Modeling of a stinger completion with intermediate inflow requires the computation of wellbore flow in a looped configuration: fluid flowing from the reservoir into the casing-stinger annulus may subsequently flow to either the stinger end or the inflow point at the heel. The no-flow point, somewhere between heel and stinger end, cannot be determined a priori, and the flow direction in the middle part of the annulus is therefore also initially unknown. Conventional wellbore simulators are capable of modeling flow in branched configurations, but not in networks that contain loops and therefore require solving of a system of equations to determine the flow directions.
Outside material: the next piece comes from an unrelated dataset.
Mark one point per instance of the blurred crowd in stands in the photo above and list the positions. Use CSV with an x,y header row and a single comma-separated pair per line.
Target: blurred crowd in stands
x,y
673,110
An early approach to integrated modeling of wellbore and reservoir flow was presented by Brekke et al., who used a multiphase pipe network simulator coupled to a multiphase reservoir simulator in an iterative procedure (see Ref. 10). More details on the use of network simulators for wellbore flow simulation were presented in Ref. 11, while at present a network simulator is commercially available that can be used in stand-alone mode to model complicated well configurations (see Ref. 12). These network simulators are capable of modeling flow in stinger completions with looped annulus flow, but, to our knowledge, no results have been published that demonstrate this capability. Alternatively, one could attempt to model stinger completions using a reservoir simulator, because most simulators include a feature to model complex wells with an integrated wellbore model (see e.g., Ref. 13). However, to our knowledge, none of the commercially available simulators can deal with wellbore flow in a loop. Although a workaround solution is possible, this is not a straightforward modelling technique.9 Furthermore, one could use a coupled wellbore and reservoir simulator based on a single-phase analytical reservoir description as presented in Ref. 14. However, also in that case, an adaptation of the program would be required to cope with looped wellbore flow.
Here we present an alternative approach, building on the classic model presented by Dikken in 1990 to model the effects of wellbore pressure drop in horizontal wells.1 The motivation for our model development was the need for a quick stand-alone program with full access to the algorithms and the underlying formulations. The model was used as a precursor to a more detailed analysis with a proprietary reservoir simulator using a time-consuming workaround. 9 Furthermore, the model served to verify a more recently developed feature in the simulator to model flow in looped wellbore configurations in a rigorous fashion.